By 1945, Raspanti estimated he sold 100,000,000 cans of tomato sauce to happy customers in Arkansas, Louisiana, Mississippi, and Western Tennessee.
With the help of Raspanti's competitors, the FDA brought an action against him because...wait for it...the Sicilian's tomato sauce was too thin and he didn't spice it properly.
Raspanti testified, reasonably, that his customers both preferred an unspiced sauce (that they could season themselves), and a thinner sauce (that they could consume as-is or reduce to their taste).
One of Raspanti's competitors, also born in Palermo and who also operated a tomato-sauce cannery in Mississippi, testified on his behalf.
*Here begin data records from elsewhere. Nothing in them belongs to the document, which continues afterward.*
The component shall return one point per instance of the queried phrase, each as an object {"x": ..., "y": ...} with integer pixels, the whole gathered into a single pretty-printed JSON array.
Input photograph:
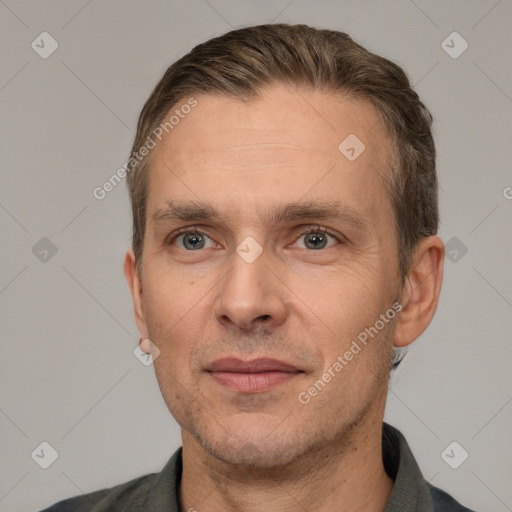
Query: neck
[{"x": 347, "y": 474}]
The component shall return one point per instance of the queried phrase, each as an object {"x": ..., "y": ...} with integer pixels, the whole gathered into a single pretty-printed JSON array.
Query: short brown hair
[{"x": 241, "y": 62}]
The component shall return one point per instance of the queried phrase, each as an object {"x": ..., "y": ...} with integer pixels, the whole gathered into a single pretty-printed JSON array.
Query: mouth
[{"x": 255, "y": 376}]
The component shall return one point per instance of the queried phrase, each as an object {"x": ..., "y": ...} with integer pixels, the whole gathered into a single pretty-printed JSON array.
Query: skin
[{"x": 268, "y": 451}]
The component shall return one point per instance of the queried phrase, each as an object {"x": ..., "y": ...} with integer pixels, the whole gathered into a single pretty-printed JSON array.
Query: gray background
[{"x": 69, "y": 376}]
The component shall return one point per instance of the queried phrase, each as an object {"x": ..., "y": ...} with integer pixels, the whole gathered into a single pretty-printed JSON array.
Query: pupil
[
  {"x": 194, "y": 238},
  {"x": 315, "y": 236}
]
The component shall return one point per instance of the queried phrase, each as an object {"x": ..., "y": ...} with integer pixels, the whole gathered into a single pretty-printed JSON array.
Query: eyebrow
[{"x": 195, "y": 211}]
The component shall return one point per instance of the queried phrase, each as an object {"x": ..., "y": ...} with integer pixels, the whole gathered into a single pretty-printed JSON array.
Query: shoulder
[{"x": 112, "y": 499}]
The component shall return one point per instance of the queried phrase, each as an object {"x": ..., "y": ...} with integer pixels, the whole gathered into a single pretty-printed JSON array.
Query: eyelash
[{"x": 193, "y": 229}]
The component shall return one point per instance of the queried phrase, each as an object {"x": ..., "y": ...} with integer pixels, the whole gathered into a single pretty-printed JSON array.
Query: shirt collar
[{"x": 410, "y": 491}]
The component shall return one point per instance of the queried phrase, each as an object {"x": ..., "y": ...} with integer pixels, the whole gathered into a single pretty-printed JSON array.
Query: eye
[
  {"x": 192, "y": 239},
  {"x": 316, "y": 238}
]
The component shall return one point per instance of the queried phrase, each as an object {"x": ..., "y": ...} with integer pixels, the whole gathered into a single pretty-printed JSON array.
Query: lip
[{"x": 255, "y": 376}]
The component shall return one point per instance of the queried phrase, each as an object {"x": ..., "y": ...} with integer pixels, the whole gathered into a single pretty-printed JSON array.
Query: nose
[{"x": 252, "y": 295}]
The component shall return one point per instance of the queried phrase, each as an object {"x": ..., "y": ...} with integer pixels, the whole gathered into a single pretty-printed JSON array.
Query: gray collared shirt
[{"x": 158, "y": 492}]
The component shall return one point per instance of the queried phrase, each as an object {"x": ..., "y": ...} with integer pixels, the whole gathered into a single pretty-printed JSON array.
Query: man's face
[{"x": 302, "y": 300}]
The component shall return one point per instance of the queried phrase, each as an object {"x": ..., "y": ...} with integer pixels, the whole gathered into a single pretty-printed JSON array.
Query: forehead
[{"x": 286, "y": 142}]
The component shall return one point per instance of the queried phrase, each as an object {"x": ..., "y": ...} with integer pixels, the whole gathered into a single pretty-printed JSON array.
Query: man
[{"x": 284, "y": 200}]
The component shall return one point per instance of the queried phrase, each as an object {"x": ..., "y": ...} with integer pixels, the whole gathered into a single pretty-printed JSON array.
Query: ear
[
  {"x": 135, "y": 284},
  {"x": 420, "y": 293}
]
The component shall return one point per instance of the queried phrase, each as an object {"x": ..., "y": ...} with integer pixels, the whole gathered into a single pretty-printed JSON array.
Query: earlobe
[
  {"x": 135, "y": 284},
  {"x": 420, "y": 294}
]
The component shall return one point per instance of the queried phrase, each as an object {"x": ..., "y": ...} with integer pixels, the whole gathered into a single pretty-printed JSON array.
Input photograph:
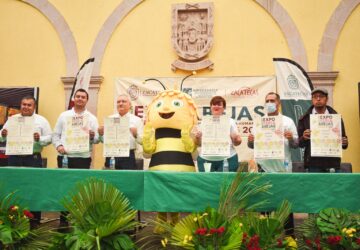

The second Sicilian testified that Raspanti knew what tomato sauce is, and (important for legal reasons) so did Raspanti's customers.
I can't recall if the FDA's action resulted from a complaint by one of Raspanti's other competitors, but I think that was the case.

Anyway, a long list of Raspanti's competitors sided with the FDA and testified against him.
They convinced the court that "dealers in, and consumers of, tomato products generally throughout the United States consider tomato sauce to be a spiced product containing not less than 8.37% of salt-free tomato solids."

Raspanti's "contains but 6.5% of salt-free tomato solids."
So the FDA, with the help of competing manufacturers, told a successful Sicilian tomato-sauce manufacturer he didn't know what tomato sauce is, seized his product, and forced him to change his manufacturing processes, to his competitors' benefit. Fin.